3M-TI: High-Quality Mobile Thermal Imaging via Calibration-free Multi-Camera Cross-Modal Diffusion¶

Conference: CVPR 2026 arXiv: 2511.19117 Code: GitHub Area: Image Segmentation Keywords: Thermal imaging super-resolution, cross-modal diffusion, calibration-free fusion, RGB guidance, mobile thermal imaging

TL;DR¶

This paper proposes 3M-TI, a calibration-free multi-camera cross-modal diffusion framework that performs implicit alignment and fusion of uncalibrated RGB–thermal infrared image pairs via a Cross-modal Self-attention Module (CSM) in the VAE latent space. Combined with a misalignment augmentation strategy, the method achieves state-of-the-art performance on mobile thermal imaging super-resolution and significantly improves downstream object detection and semantic segmentation.

Background & Motivation¶

Hardware bottleneck in mobile thermal imaging: Miniaturized thermal sensors on mobile platforms suffer from reduced apertures and constrained pixel sizes, yielding blurry, information-deficient outputs (typically 96×96 resolution).

Limitations of Prior Work — single-image SR: A single thermal image lacks sufficient high-frequency information to recover fine structures, especially at large upscaling factors.

Limitations of Prior Work — RGB-guided methods require calibration: Existing RGB-guided thermal SR methods rely on precise pixel-level cross-camera calibration, which is cumbersome and non-robust in practical deployment.

Large cross-modal domain gap: RGB and thermal infrared imaging operate on fundamentally different physical principles; naively merging features tends to introduce unrealistic texture artifacts.

Limited thermal infrared datasets: Compared to the RGB domain, thermal infrared datasets are small in scale and lack scene diversity, constraining network training and generalization.
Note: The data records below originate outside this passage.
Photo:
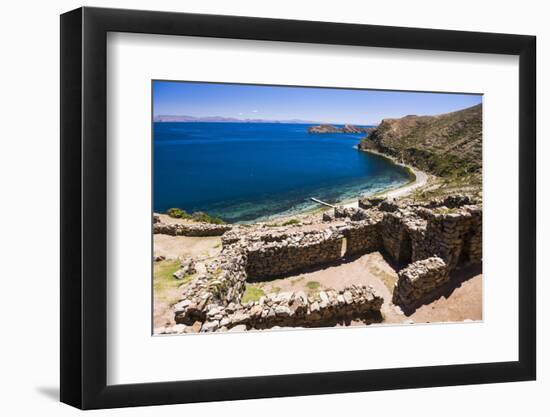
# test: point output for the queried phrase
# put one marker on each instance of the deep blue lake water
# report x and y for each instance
(246, 171)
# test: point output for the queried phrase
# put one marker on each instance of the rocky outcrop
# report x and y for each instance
(447, 144)
(190, 229)
(333, 129)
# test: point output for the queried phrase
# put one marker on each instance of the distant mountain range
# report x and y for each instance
(220, 119)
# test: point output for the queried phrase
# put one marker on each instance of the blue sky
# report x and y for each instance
(330, 105)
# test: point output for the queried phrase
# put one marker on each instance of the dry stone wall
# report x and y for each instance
(294, 309)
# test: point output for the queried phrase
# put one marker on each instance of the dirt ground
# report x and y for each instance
(167, 289)
(460, 302)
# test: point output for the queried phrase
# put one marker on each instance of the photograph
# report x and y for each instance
(300, 207)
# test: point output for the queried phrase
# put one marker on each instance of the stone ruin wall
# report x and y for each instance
(293, 309)
(279, 254)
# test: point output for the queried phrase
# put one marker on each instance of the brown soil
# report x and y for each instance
(175, 248)
(457, 304)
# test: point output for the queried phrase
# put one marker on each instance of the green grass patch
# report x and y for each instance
(165, 286)
(197, 216)
(252, 293)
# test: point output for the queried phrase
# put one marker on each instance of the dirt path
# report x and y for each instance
(463, 302)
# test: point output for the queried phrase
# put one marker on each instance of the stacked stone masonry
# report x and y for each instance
(428, 240)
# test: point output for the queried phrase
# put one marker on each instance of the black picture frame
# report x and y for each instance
(84, 207)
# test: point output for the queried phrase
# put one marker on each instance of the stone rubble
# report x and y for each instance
(428, 240)
(190, 229)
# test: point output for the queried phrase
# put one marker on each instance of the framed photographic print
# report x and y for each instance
(297, 207)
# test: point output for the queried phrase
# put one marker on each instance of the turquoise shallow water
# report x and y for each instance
(246, 172)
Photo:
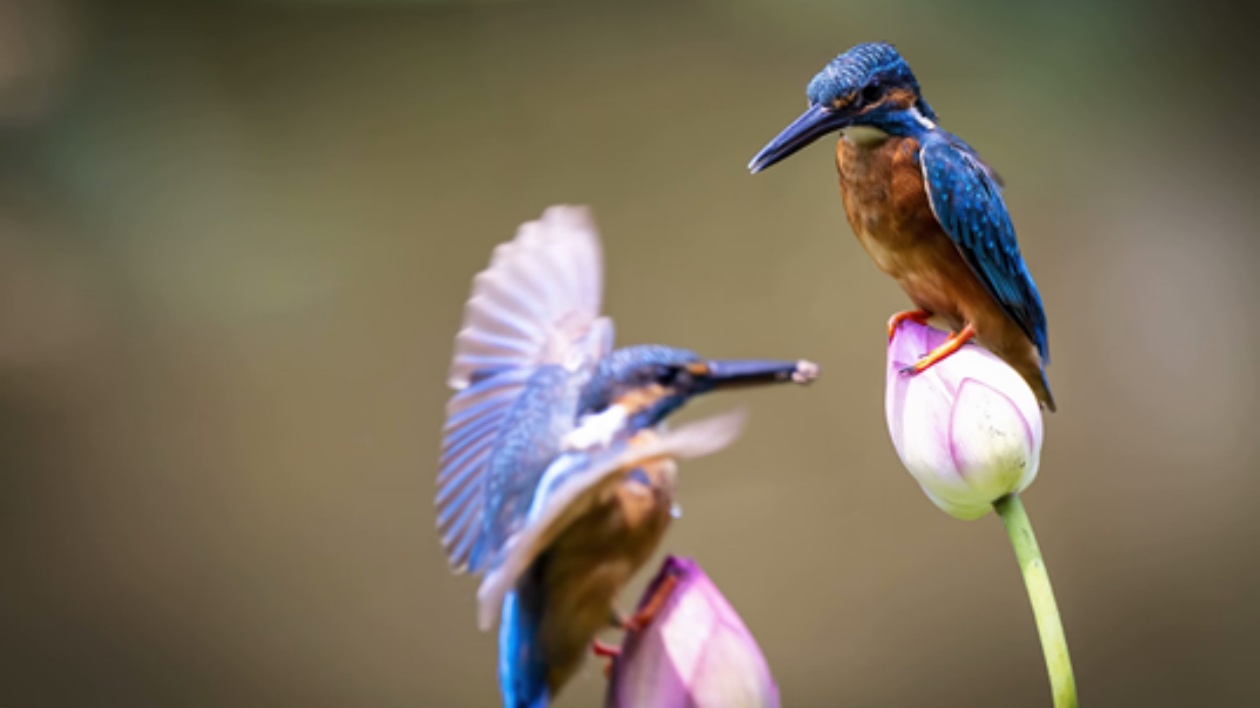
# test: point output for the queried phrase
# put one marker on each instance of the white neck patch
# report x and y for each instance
(922, 120)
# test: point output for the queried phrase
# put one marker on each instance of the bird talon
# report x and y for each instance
(643, 617)
(607, 653)
(945, 350)
(920, 316)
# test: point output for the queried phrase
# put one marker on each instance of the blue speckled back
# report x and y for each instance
(529, 441)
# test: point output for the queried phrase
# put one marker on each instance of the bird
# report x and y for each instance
(556, 474)
(926, 209)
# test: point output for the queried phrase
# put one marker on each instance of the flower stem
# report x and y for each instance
(1050, 626)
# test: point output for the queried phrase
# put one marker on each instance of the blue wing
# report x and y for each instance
(532, 321)
(968, 204)
(522, 667)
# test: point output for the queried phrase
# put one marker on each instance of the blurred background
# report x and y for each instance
(234, 245)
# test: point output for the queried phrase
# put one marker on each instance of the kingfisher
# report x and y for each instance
(556, 478)
(926, 208)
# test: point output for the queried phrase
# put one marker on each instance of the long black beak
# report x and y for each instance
(813, 124)
(742, 372)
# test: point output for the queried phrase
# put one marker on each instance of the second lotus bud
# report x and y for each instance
(968, 428)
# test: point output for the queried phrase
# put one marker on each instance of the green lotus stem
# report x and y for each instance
(1050, 626)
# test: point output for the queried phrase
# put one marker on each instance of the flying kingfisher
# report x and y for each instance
(556, 475)
(925, 207)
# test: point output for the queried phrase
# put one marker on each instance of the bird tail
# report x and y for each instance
(1036, 377)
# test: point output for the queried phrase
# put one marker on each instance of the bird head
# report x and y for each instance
(652, 382)
(867, 92)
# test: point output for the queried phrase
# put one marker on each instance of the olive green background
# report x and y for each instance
(234, 243)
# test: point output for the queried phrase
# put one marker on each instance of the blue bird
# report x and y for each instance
(556, 479)
(925, 207)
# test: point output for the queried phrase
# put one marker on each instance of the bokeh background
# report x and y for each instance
(234, 243)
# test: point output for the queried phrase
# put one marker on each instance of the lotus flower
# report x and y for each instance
(693, 653)
(968, 428)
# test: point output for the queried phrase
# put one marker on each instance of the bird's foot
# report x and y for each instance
(607, 653)
(643, 617)
(920, 316)
(953, 344)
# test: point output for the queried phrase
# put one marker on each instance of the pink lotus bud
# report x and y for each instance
(968, 428)
(693, 653)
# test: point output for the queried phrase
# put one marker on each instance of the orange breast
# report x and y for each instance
(887, 205)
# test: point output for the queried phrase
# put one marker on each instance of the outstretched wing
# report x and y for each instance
(536, 308)
(572, 486)
(967, 200)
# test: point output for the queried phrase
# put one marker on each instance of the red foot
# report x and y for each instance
(606, 651)
(644, 616)
(953, 344)
(920, 316)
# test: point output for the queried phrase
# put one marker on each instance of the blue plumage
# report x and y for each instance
(968, 203)
(541, 437)
(896, 163)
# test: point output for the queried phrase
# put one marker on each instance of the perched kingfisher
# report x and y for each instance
(925, 207)
(556, 479)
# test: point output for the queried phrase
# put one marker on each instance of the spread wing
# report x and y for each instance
(967, 200)
(534, 314)
(572, 486)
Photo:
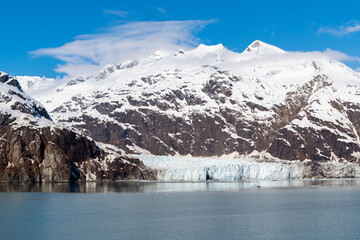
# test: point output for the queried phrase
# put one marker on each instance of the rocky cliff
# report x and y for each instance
(34, 149)
(212, 102)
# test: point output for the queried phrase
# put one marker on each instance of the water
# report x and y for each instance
(205, 210)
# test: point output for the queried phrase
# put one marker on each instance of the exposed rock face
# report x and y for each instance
(54, 155)
(212, 102)
(33, 149)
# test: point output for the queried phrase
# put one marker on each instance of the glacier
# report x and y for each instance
(169, 168)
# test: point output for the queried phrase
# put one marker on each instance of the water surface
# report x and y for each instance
(207, 210)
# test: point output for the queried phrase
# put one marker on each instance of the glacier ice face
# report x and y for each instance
(201, 169)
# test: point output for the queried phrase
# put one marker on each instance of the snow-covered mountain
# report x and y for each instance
(35, 149)
(211, 101)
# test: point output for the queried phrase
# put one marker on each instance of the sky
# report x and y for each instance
(75, 37)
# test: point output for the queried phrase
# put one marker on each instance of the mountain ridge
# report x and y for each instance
(211, 102)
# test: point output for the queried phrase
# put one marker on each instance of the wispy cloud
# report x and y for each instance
(87, 54)
(163, 11)
(342, 30)
(117, 13)
(340, 56)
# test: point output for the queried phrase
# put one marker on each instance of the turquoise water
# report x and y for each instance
(208, 210)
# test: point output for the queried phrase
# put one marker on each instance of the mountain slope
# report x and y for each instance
(210, 102)
(34, 149)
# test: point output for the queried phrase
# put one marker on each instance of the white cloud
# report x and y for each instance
(341, 30)
(340, 56)
(118, 13)
(162, 11)
(88, 54)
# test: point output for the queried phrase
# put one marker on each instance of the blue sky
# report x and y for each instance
(53, 38)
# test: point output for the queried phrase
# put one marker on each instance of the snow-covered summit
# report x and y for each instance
(211, 101)
(17, 106)
(261, 48)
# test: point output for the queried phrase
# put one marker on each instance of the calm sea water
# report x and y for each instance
(207, 210)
Spatiotemporal misalignment in practice: Multi-camera systems inevitably suffer from parallax and temporal desynchronization, to which existing methods lack robustness.

Method¶

Overall Architecture¶

3M-TI is built upon the single-step diffusion model SD-Turbo. The inputs are a low-resolution thermal image (64×64) and an uncalibrated high-resolution RGB reference image (512×512). The pipeline proceeds as follows: (1) a frozen VAE encoder maps both modalities into the latent space; (2) the CSM replaces the original self-attention layers in the UNet Transformer blocks to enable cross-modal alignment and fusion; (3) misalignment augmentation is applied to RGB images during training to improve robustness; (4) zero-initialized skip connections are added to enhance structural consistency; (5) RAM generates text prompts from the RGB image to provide semantic guidance; (6) LoRA fine-tunes the UNet (rank=16) and VAE decoder (rank=4).

Function: Achieves implicit alignment and fusion of RGB and thermal infrared within UNet Transformer blocks.
Mechanism: The latent tokens of both modalities are concatenated into a joint sequence $\{z_{RGB}, z_{th}\} \in \mathbb{R}^{B \times (M \times H \times W) \times C}$, allowing self-attention to simultaneously model intra-modal (thermal–thermal) and inter-modal (RGB–thermal) dependencies without additional parameters.
Design Motivation: Standard cross-attention captures only inter-modal information while ignoring intra-modal spatial context. CSM models both relationships jointly via self-attention on the concatenated sequence. Compared to static feature concatenation followed by a fully connected projection, CSM is content-adaptive. The design is inspired by video and multi-view diffusion models.

Key Design 2: Misalignment Augmentation¶

Function: Applies controllable spatial transformations (translation, scaling, rotation, perspective distortion) to RGB images during training.
Mechanism: Simulates geometric offsets caused by parallax and temporal desynchronization in real multi-camera systems without physical simulation.
Design Motivation: Existing RGB–thermal datasets are strictly pixel-aligned, causing models to overfit specific calibration configurations. Injecting synthetic misalignment forces CSM to learn robust cross-modal correspondences under uncalibrated conditions, bridging the gap between training data and real deployment.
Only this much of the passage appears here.